The melodies are rarely played sequentially or completely.  When played at all, arrangements have been made of like-themed songs * which are then performed in a more traditional form.
       * As an example, listen to the Brodsky Quartet's "Manchild Transformations: Useful Music 121-126"

"Les Choses Flottantes" ("Floating Things") A series of light-hearted duets for violin and cello, and by far Manchild's most popular work.  His half-brother Aberforth le Tresfou, also an artist and inventor, by the use of mechanical wind-machines and a hand-held contraption of gauze and balsa like a great palm frond, could keep light objects such as paper, feathers, or a scarf floating over a stage for many minutes at a time, delighting audiences in Britain and on the continent as part of a traveling theatre.  Manchild wrote these pieces as accompaniments to the show, and each was meant to mimic the tenor of the object's dance: "Rice Paper" is looping and full of surprises, "A Handful of Leaves" is flitting and nostalgic, "Peacock Feather" proceeds with a languid exotic grace.
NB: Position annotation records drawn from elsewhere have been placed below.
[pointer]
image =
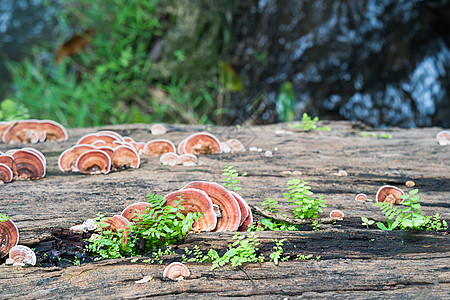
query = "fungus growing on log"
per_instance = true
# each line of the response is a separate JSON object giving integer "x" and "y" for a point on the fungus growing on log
{"x": 337, "y": 214}
{"x": 94, "y": 162}
{"x": 125, "y": 157}
{"x": 22, "y": 255}
{"x": 443, "y": 137}
{"x": 9, "y": 236}
{"x": 6, "y": 174}
{"x": 158, "y": 129}
{"x": 390, "y": 194}
{"x": 170, "y": 158}
{"x": 188, "y": 159}
{"x": 119, "y": 224}
{"x": 130, "y": 211}
{"x": 158, "y": 147}
{"x": 229, "y": 207}
{"x": 176, "y": 271}
{"x": 202, "y": 143}
{"x": 29, "y": 164}
{"x": 195, "y": 201}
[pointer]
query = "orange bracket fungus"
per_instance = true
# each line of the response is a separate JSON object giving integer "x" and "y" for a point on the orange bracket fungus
{"x": 176, "y": 271}
{"x": 6, "y": 174}
{"x": 94, "y": 162}
{"x": 158, "y": 147}
{"x": 21, "y": 255}
{"x": 337, "y": 214}
{"x": 229, "y": 208}
{"x": 125, "y": 157}
{"x": 9, "y": 236}
{"x": 202, "y": 143}
{"x": 158, "y": 129}
{"x": 390, "y": 194}
{"x": 169, "y": 158}
{"x": 29, "y": 163}
{"x": 195, "y": 201}
{"x": 130, "y": 211}
{"x": 443, "y": 138}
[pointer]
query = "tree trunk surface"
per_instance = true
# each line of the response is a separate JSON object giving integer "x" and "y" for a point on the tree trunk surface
{"x": 355, "y": 262}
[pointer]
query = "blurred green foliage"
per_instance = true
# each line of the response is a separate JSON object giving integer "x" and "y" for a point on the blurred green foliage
{"x": 148, "y": 61}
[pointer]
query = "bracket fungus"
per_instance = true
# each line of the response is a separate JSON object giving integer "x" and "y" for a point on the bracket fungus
{"x": 9, "y": 236}
{"x": 337, "y": 214}
{"x": 29, "y": 163}
{"x": 158, "y": 147}
{"x": 6, "y": 174}
{"x": 443, "y": 138}
{"x": 125, "y": 157}
{"x": 169, "y": 158}
{"x": 390, "y": 194}
{"x": 202, "y": 143}
{"x": 195, "y": 201}
{"x": 94, "y": 162}
{"x": 229, "y": 207}
{"x": 21, "y": 255}
{"x": 176, "y": 271}
{"x": 130, "y": 211}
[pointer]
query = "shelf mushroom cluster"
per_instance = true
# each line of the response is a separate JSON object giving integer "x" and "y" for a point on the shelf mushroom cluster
{"x": 9, "y": 239}
{"x": 32, "y": 131}
{"x": 223, "y": 210}
{"x": 21, "y": 164}
{"x": 101, "y": 152}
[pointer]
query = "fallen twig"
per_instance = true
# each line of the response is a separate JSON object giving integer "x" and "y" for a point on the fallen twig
{"x": 279, "y": 217}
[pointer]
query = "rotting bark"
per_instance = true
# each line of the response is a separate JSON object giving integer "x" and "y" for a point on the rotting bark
{"x": 355, "y": 262}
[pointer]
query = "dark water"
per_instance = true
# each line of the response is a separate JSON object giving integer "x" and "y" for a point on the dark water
{"x": 385, "y": 63}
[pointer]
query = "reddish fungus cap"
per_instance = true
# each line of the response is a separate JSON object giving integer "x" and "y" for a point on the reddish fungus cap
{"x": 9, "y": 236}
{"x": 390, "y": 194}
{"x": 158, "y": 147}
{"x": 176, "y": 271}
{"x": 202, "y": 143}
{"x": 229, "y": 207}
{"x": 195, "y": 201}
{"x": 94, "y": 162}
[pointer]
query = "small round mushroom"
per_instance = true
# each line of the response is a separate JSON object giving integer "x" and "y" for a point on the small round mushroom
{"x": 158, "y": 147}
{"x": 169, "y": 158}
{"x": 158, "y": 129}
{"x": 22, "y": 255}
{"x": 29, "y": 164}
{"x": 125, "y": 157}
{"x": 390, "y": 194}
{"x": 6, "y": 174}
{"x": 337, "y": 214}
{"x": 202, "y": 143}
{"x": 229, "y": 207}
{"x": 130, "y": 211}
{"x": 9, "y": 236}
{"x": 176, "y": 271}
{"x": 195, "y": 201}
{"x": 443, "y": 138}
{"x": 361, "y": 197}
{"x": 235, "y": 145}
{"x": 94, "y": 162}
{"x": 188, "y": 160}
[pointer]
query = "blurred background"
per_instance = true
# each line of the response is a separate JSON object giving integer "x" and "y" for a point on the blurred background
{"x": 88, "y": 63}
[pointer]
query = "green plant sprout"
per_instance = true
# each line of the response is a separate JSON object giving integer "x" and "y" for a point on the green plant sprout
{"x": 408, "y": 216}
{"x": 3, "y": 217}
{"x": 300, "y": 196}
{"x": 366, "y": 222}
{"x": 243, "y": 250}
{"x": 231, "y": 178}
{"x": 276, "y": 255}
{"x": 161, "y": 226}
{"x": 309, "y": 124}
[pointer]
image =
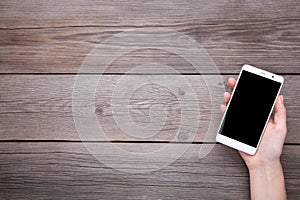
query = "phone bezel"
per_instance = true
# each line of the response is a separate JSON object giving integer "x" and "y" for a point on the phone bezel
{"x": 237, "y": 144}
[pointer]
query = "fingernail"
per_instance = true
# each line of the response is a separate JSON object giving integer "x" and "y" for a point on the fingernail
{"x": 281, "y": 98}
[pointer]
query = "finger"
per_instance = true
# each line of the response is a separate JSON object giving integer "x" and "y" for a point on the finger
{"x": 222, "y": 108}
{"x": 231, "y": 83}
{"x": 280, "y": 113}
{"x": 271, "y": 121}
{"x": 226, "y": 97}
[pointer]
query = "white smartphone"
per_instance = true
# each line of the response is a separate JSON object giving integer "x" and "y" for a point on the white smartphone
{"x": 249, "y": 109}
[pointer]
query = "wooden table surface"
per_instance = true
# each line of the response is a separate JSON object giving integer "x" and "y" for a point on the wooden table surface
{"x": 42, "y": 46}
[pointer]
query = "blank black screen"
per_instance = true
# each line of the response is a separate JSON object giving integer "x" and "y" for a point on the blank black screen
{"x": 249, "y": 108}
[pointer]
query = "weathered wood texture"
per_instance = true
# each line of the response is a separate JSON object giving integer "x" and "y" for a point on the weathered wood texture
{"x": 39, "y": 107}
{"x": 68, "y": 171}
{"x": 41, "y": 37}
{"x": 52, "y": 38}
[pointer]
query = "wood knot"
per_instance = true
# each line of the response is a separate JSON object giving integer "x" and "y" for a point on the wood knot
{"x": 99, "y": 111}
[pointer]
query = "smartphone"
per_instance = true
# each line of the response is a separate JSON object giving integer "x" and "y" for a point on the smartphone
{"x": 249, "y": 109}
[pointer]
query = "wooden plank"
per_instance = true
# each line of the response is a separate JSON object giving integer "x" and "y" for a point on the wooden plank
{"x": 39, "y": 107}
{"x": 270, "y": 44}
{"x": 41, "y": 170}
{"x": 37, "y": 14}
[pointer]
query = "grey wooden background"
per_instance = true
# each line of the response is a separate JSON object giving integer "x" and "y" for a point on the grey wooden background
{"x": 42, "y": 45}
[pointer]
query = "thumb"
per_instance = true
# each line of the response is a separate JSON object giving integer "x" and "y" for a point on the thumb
{"x": 280, "y": 112}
"Trafalgar Square" A series of mostly comical etudes based on character sketches of people observed working in or passing through Trafalgar Square, thought to have been written in collaboration with Japanese novelist Natsume Soseki. *
       * The hypothesized relation between Manchild and Soseki is based on contextual evidence alone.  Through a kind of foreign exchange program, the young Natsume Soseki studied English literature in London in the years 1901-03, where he was fantastically homesick, and turned his loneliness towards writing experiments in his native language.  Among his earliest unpublished works, there is a series of ridiculous character studies of British citizenry, many of which bear considerable resemblance to the vulgar muses of Manchild's "Trafalgar Square".  (As an example, try listening to "Pig-Man Selling Charcoal" while reading Soseki's sarcastic piece, translated as "A Wild Boar in Winter".)  It is not hard to imagine Manchild, who loved to work in a café on the Square, striking up an acquaintance with the younger Japanese man, even encouraging his experiments.  Or possibly the two sat at separate tables without actually meeting and simply followed one another's gaze: in this unspoken way, sharing the joke of "The Sly Bookseller"/"A Trafficker of Souls", "A Gentleman About Town"/"The Drunken Master", or "Call to Wings for the Trafalgar Birds' Light Brigade"/"A Street Urchin and His Pigeons".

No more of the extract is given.